The tiniest victims
Published Mar 9, 2005 4:04 PM
Most people on the planet are aware of the U.S. war and occupation
against Iraq. And the vast majority of the world's population are against this
brutal, illegal war. But a war of a different kind is getting very little media
attention, even though it is just as brutal.
It is a war against not just
children but newborns. It is a crime against humanity of gigantic proportions.
According to the March 3 publication of the highly respected
international medical journal, The Lancet, the deaths of 3 million newborns
worldwide--that's 10,000 each day--could be prevented if the poorer, developing
countries had easy access to technologically advanced research and health care
for preventable diseases associated with neonatal care.
An additional 1
million more babies die within the first month of being born under similar
conditions. So in total, 4 million deaths of babies could easily be avoided.

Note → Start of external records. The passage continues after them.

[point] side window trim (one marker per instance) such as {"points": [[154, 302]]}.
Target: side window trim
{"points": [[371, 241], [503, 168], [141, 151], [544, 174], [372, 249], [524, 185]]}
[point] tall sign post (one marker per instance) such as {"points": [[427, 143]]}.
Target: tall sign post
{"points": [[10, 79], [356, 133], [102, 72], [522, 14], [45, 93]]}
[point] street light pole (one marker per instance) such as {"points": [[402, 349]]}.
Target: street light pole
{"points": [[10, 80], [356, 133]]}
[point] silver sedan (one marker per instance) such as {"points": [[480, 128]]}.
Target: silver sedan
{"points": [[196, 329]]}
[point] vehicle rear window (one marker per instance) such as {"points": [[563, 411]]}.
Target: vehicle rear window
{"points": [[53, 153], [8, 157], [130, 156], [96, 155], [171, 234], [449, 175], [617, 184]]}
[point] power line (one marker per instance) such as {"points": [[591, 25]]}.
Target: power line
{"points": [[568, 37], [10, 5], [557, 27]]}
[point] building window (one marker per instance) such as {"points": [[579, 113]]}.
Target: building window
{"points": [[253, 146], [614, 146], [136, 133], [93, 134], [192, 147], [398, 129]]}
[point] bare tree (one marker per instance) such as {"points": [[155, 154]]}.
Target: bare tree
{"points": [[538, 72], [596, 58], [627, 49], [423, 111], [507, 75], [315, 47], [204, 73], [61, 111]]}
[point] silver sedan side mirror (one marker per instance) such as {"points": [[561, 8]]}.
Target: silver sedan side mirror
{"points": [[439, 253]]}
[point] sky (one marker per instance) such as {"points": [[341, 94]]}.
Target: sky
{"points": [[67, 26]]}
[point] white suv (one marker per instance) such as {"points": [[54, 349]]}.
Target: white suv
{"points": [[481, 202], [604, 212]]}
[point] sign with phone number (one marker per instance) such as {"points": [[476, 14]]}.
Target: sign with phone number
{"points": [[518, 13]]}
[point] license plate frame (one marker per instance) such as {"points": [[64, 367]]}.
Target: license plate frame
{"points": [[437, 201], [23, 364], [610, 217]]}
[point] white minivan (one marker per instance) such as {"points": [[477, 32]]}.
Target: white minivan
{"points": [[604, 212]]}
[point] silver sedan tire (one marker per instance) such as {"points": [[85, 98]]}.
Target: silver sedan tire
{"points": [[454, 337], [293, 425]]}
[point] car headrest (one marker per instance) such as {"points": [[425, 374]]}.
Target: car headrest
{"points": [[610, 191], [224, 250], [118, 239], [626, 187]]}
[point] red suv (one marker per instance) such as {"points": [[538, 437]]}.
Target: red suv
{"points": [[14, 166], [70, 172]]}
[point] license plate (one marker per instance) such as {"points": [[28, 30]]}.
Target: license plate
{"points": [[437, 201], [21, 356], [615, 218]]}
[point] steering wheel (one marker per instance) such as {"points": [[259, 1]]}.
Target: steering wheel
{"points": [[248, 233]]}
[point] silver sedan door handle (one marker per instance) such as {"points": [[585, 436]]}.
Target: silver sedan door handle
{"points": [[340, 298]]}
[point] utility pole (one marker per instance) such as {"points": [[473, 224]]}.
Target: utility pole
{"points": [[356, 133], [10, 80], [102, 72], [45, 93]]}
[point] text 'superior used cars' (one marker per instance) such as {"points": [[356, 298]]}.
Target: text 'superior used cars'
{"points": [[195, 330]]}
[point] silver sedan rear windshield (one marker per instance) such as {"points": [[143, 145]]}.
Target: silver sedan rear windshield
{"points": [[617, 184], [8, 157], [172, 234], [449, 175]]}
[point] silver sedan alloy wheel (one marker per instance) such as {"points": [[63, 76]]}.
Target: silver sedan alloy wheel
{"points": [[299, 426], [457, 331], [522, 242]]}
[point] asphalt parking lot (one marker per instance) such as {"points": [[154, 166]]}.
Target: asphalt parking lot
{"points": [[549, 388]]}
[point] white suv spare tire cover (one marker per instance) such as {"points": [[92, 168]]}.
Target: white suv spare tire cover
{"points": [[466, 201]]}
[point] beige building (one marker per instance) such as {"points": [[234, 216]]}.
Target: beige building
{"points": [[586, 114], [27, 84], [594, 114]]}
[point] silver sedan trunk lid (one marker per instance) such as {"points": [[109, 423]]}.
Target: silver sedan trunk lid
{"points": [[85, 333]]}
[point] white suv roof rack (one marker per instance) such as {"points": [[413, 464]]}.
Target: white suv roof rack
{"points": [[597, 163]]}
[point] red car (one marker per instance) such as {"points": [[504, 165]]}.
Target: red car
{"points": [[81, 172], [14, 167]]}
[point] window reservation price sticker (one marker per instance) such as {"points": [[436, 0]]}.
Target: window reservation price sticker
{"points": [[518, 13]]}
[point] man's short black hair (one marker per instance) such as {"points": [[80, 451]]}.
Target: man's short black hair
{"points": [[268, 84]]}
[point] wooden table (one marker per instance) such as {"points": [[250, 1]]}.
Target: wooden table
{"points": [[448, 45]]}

Most of these deaths occur in
former colonial countries, mainly in
Africa, Asia and Latin America.
"Virtually all (99 percent of deaths)
occur in low- and middle-income countries, yet most research, publications, and
funding focus on high-tech care for the 1 percent of deaths that occur in rich
countries," the study stated.
The study went on to say that "the three
major causes of neonatal deaths are infections: sepsis, pneumonia, diarrhea, and
tetanus (accounting for 36 percent of deaths); premature birth (28 percent); and
problems related to complications during childbirth (23 percent). Infections are
the major cause of death after the first week of life." (OneWorld.net, March
3)
Some of the solutions offered to stop neonatal deaths include two
20-cent anti-tetanus injections during pregnancy, exclusive breastfeeding,
clean delivery and antibiotics.
"At less than one dollar per capita per
year in additional spending to provide these life-saving interventions to 90
percent of mothers and babies, the cost is affordable," said Gary Darmstadt, an
advisor with Save the Children USA, one of the study's
architects.
While solutions to this genocidal war on babies certainly
exist, they require not just resources but the eradication, root and branch, of
the economic system that breeds poverty, war and racism. That system is
capitalism and is based on making profits, not meeting human needs.
If
tiny socialist Cuba can sustain the lowest infant mortality rate in all of Latin
America, just imagine what a socialist world could do to insure that every human
being has a bright future, beginning as a healthy newborn. Let's not just
imagine it, but fight until it becomes real.